It appears that NHL commissioner Gary Bettman and NHLPA head Donald Fehr will get to fire up their barbecues this Labor Day Weekend, after all.
On Friday in New York, talks between the two sides regarding a new collective bargaining agreement broke down with no immediate plans to meet again. They are not much closer to a resolution now than they were when meetings first began earlier this month.
The current CBA expires on September 15, and if there is no agreement by then, the owners will lock out the players.
The NHLPA presented a counter-offer to the league on Friday afternoon, in response to the leagues proposal earlier this week. Fehr said that the offer did not bear fruit with the NHL, before adding there were no further meetings scheduled at this time.
The NHL would like to reduce its financial burden when it comes to player salaries, while the NHLPA would like to see increased revenue sharing from the leagues most profitable teams. Currently, players take home 57 percent of hockey related revenue, but the NHLs latest proposal sees the players share max out at 50 percent with a gradual increase over the life of the six-year deal.
The two sides, however, have yet to even agree on what constitutes hockey related revenue, as the league wants it to include other expenses that arent currently taken into consideration under the current agreement. The NHLPA unsurprisingly disagrees, and wants to leave the definition as is.

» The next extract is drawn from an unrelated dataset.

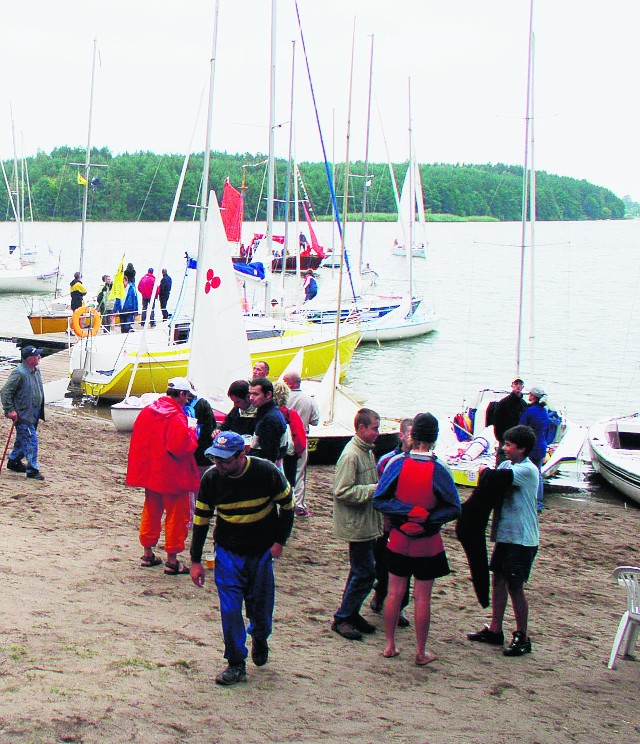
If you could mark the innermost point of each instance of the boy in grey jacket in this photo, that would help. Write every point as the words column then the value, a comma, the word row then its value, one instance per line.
column 356, row 522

Rhetoric between the two sides also amped up on Friday, as Fehr said that it was the NHL that put a stop to the negotiations. Bettman replied later that it was the NHLPA that stonewalled the league.
Bettman also said that it would be harder to make a deal once the CBA expires, in a veiled threat to the union to lower its demands over the next two weeks.
I wish I had better news, said Bettman.
Hockey fans hoping for a full season surely agree.